O Código Civil denominou essa figura contratual com a

expressão "contrato com pessoa a declarar". Nos países europeus não

foi essa a denominação dada ao instituto. O Código Civil Português, na

subsecção X – artigos 452 a 456, utiliza a expressão “contrato para

pessoa a nomear” e o Código Civil Italiano, artigos 1.401 a 1.405, utiliza

a expressão “contrato por pessoa a declarar”. Nota-se que os termos

“para” e “por” revelam que, no momento da celebração do contrato, não

é certo, ou não precisa ser certo, que a pessoa virá a declarar virá a se

tornar parte do contrato. O contrato celebrado se restringe entre

estipulante e promitente, sendo facultado ao estipulante nomear terceira

pessoa como parte avençada.

Diferentemente dos códigos europeus acima citados, o Código

brasileiro adotou a expressão “contrato com pessoa a declarar”, isso

reforçou a ideia de que há um só negócio jurídico desde o início. A

assunção do terceiro da relação contratual junto ao promitente, com

seus efeitos integrais desde a origem, não representa um novo negócio,

mas opera-se como se o contrato sempre fora com ele celebrado

diretamente.287

Nesse contrato existem três figuras distintas: (i) a do

estipulante (ou promissário), a parte contratual que se reservou o direito

de nomear um terceiro; (ii) a do promitente, a parte contratual que não

se reservou o direito de nomear terceiro, e; (iii) de um terceiro

destinatário (electus), quem terá a faculdade de aceitar ou não a posição

contratual a ele ofertada e assumirá as obrigações e adquirirá os direitos

emanados do contrato.

286 WALD, Arnoldo.

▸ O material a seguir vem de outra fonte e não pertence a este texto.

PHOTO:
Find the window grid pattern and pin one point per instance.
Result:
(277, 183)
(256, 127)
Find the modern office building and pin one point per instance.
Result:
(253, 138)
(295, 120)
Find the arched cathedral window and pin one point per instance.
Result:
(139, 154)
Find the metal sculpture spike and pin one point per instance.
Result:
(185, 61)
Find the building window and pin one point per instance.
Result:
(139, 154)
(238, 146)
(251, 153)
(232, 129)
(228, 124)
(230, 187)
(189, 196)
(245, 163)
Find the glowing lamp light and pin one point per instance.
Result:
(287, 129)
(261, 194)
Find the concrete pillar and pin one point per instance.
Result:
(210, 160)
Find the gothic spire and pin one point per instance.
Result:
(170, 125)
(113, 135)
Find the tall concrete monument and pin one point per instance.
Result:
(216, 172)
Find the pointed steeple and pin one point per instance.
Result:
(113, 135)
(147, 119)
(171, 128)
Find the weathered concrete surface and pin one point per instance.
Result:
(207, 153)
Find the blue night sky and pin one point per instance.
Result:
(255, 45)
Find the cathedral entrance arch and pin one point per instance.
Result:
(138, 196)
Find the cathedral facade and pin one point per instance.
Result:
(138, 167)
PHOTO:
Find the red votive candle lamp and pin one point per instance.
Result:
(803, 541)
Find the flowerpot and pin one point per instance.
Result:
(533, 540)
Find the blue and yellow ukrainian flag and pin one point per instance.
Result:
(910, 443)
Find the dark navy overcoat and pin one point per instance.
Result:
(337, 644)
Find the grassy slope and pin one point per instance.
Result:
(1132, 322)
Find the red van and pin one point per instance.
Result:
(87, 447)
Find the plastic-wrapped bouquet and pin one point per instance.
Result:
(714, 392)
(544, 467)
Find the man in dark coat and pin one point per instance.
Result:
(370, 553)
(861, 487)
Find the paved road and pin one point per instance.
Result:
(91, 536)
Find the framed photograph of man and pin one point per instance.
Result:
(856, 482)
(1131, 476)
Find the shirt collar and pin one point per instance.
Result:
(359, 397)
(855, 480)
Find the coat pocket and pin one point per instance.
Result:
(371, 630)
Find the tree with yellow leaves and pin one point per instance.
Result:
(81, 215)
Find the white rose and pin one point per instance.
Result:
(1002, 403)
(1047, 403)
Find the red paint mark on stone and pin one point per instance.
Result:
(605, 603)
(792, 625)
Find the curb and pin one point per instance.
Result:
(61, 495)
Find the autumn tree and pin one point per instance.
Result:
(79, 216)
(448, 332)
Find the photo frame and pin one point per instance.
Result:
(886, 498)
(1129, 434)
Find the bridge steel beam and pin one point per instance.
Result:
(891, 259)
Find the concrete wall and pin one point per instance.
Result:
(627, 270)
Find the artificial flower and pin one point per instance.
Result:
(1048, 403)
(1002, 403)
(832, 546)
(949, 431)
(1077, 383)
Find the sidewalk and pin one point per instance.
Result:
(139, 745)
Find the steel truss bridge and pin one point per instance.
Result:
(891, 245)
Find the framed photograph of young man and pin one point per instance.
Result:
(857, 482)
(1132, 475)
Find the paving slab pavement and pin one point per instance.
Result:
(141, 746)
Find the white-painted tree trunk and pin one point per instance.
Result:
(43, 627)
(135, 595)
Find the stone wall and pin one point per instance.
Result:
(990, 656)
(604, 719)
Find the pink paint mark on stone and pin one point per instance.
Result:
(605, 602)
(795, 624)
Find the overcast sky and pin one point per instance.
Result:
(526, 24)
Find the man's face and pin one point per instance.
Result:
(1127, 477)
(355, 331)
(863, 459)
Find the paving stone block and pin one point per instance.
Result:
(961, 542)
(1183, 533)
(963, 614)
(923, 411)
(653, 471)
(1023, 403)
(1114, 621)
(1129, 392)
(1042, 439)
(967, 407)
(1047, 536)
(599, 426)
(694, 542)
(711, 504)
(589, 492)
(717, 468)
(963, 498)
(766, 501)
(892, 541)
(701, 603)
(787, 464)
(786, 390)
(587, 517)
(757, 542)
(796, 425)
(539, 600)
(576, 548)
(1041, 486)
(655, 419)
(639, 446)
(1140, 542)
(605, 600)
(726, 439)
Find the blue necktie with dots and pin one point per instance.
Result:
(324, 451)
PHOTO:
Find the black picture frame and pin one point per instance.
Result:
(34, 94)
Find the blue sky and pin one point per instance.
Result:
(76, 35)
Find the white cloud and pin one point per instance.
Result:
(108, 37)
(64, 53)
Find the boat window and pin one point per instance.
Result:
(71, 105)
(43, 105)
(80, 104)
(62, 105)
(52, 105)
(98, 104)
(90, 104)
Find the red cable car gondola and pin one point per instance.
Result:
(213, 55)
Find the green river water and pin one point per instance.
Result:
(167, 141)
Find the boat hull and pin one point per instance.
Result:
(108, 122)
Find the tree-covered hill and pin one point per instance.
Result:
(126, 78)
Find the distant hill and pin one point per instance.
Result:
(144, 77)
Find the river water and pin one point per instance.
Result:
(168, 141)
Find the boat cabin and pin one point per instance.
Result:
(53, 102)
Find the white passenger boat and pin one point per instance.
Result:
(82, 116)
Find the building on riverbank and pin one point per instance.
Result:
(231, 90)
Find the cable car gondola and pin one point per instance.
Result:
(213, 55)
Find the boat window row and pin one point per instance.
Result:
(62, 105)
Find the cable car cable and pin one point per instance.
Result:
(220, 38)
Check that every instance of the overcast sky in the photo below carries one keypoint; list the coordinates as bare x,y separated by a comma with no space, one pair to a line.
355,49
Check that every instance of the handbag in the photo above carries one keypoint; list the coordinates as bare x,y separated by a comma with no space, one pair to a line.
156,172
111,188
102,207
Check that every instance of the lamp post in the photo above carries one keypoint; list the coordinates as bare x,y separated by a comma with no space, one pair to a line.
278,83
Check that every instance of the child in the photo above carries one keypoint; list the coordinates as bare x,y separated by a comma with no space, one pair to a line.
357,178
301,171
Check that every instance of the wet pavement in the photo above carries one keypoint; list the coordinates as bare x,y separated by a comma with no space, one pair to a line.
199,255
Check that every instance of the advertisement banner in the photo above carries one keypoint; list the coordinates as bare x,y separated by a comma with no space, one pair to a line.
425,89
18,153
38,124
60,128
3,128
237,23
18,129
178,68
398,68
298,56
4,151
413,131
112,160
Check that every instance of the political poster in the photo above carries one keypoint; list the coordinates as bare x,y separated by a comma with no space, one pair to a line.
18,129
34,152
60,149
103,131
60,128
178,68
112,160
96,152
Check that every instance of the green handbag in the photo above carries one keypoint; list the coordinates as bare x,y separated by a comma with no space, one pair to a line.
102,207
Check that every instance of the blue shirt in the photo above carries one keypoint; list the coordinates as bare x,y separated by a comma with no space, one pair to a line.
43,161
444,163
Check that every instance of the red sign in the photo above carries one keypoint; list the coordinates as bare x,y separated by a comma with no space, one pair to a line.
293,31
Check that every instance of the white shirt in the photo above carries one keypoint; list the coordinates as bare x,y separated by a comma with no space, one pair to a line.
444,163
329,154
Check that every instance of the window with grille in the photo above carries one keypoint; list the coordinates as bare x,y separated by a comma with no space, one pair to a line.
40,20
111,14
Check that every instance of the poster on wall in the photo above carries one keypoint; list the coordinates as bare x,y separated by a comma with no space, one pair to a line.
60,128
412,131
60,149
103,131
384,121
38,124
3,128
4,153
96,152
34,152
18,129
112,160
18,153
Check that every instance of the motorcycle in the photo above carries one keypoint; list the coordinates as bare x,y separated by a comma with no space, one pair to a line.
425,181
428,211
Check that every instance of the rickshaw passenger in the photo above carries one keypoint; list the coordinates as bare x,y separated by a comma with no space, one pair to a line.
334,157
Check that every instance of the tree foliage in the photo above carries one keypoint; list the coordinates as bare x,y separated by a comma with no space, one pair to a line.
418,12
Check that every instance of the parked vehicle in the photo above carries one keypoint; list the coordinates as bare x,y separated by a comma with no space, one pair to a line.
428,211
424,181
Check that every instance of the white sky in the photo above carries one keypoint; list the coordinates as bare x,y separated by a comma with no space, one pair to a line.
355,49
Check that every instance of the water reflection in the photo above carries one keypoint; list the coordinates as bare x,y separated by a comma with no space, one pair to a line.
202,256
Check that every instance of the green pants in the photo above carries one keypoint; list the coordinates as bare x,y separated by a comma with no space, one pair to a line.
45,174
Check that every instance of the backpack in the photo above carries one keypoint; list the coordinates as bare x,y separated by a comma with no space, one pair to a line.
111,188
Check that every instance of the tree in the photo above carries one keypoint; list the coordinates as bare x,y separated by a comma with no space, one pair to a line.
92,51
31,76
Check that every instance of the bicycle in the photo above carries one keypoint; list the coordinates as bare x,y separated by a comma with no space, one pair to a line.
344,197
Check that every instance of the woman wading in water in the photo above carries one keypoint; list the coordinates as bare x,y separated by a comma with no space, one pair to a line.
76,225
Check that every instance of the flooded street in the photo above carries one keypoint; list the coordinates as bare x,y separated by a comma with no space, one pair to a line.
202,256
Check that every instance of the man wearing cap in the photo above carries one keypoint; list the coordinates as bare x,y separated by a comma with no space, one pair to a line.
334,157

Direito civil: direito das obrigações e teoria geral dos contratos. Colaboradores: Semy Glanz, Ana Elisabeth Lapa Wanderley Cavalcanti e Liliana Minardi Paesani. 21. ed. São Paulo: Editora Saraiva, 2013. v. 2. p. 322. 287 THEODORO NETO, Humberto. Efeitos externos do contrato: direitos e obrigações na relação entre contratantes e terceiros. Rio de Janeiro: Editora Forense , 2007. p. 255.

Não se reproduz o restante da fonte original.